Tag Archives: CHD

Planning A Heartfelt 2014

30 Dec

A distinct lack of a blog can only mean one thing – a lack of positive topics to write about!

Following on from my last blog,  I’ll share a little of what’s happened with my heart and beyond that, how I expect things to change in 2014!

At the beginning of November, I went to see my cardiologist for a series of tests to find out what kind of condition my heart was in. I knew it was in no state for any long distance races or endurance training but there was a big question mark over how ‘gentle’ my exercising needed to be (note the change of wording, I no longer ‘train’!). I explained to the cardiologist that I had listened to what he had said previously and stuck to light exercise.
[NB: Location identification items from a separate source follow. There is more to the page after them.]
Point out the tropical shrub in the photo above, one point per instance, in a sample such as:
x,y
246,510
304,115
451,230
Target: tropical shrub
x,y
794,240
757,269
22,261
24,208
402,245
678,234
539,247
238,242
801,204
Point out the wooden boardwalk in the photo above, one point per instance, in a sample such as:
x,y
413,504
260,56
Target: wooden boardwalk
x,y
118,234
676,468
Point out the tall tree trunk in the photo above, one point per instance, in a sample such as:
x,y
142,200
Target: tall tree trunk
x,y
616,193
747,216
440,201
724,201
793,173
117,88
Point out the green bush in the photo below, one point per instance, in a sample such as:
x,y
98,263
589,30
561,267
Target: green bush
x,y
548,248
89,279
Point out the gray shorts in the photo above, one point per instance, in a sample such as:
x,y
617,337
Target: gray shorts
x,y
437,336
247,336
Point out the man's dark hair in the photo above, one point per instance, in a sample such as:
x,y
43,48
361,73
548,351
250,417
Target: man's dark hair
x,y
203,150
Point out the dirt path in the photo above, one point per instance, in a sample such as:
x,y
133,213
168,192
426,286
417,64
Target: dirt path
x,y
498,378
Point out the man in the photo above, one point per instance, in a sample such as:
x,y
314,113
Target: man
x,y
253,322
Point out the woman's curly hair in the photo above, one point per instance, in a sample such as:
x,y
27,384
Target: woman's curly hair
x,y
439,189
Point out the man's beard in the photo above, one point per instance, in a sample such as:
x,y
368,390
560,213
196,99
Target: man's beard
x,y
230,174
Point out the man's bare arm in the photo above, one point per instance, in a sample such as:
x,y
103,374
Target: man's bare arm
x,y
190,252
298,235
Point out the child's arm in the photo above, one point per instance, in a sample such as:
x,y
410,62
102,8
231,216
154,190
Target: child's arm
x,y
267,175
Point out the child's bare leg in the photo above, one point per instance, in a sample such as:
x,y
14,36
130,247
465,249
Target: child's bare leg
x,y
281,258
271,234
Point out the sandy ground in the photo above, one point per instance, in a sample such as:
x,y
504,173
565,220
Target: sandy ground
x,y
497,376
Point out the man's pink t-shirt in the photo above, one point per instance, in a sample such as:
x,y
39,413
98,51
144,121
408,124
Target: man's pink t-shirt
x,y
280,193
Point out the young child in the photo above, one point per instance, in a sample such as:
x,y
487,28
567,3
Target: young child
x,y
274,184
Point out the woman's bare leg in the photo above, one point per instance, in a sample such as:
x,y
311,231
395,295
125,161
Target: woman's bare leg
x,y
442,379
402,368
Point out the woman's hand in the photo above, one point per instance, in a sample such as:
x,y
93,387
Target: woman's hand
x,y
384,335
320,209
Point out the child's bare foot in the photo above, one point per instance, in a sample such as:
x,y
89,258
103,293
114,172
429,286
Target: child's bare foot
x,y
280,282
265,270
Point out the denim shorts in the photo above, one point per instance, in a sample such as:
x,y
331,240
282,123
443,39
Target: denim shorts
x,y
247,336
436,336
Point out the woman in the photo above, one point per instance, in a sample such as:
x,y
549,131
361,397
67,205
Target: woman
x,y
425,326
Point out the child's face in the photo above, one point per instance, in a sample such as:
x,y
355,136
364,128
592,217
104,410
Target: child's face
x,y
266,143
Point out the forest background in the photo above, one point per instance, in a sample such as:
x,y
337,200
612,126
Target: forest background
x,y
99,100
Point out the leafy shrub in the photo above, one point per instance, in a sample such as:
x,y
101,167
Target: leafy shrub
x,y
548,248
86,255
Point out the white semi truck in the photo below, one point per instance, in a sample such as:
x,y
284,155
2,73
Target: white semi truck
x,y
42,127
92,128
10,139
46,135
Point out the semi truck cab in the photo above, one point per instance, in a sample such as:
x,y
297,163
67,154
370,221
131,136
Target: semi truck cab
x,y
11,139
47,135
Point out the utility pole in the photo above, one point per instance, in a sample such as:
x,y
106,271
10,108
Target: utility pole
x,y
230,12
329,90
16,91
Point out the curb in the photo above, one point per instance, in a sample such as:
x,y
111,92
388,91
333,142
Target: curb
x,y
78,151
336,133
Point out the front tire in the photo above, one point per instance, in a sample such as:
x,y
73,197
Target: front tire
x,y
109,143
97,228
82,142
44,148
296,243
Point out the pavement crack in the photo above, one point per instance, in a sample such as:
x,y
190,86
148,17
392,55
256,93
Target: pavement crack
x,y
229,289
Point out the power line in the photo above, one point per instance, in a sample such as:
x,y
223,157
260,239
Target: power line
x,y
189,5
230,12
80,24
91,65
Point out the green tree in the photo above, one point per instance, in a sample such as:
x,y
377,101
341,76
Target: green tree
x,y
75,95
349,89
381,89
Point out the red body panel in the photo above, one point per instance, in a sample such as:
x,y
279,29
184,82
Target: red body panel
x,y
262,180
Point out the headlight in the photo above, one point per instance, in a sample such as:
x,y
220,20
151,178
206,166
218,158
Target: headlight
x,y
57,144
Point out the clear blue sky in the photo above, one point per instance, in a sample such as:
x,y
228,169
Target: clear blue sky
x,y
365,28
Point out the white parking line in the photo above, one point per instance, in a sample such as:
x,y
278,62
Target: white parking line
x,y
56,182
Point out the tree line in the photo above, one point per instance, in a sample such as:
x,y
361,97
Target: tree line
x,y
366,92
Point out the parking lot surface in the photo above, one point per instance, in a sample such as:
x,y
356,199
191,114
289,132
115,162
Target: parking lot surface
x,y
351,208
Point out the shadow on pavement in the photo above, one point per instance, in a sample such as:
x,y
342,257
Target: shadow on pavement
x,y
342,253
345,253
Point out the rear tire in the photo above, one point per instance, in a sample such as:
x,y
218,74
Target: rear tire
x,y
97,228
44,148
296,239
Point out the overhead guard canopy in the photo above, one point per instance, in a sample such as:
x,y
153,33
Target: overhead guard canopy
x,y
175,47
This for me had meant short swims which slowly had got down to 500 – 750m. Chest pain and breathlessness had ruled out running and cycling. Even with easy short swims, I still didn’t feel great. I was feeling dizzy after any exertion which began to worry me.

I had the same set of tests as I had before, an echocardiogram and exercise tolerance test on treadmill, in which I had to stop and lie down as my blood pressure dropped. My echo looked ok, but I was asked to have an MRI to rule out anything sinister with my coronary arteries. Two attempts later and after 6 needles, a horrendous injection of Adenosine to speed up my heart, all was confirmed as normal. Lastly, I had a 24 hour tape when I had to try and bring on my symptoms whilst wired up to electrodes.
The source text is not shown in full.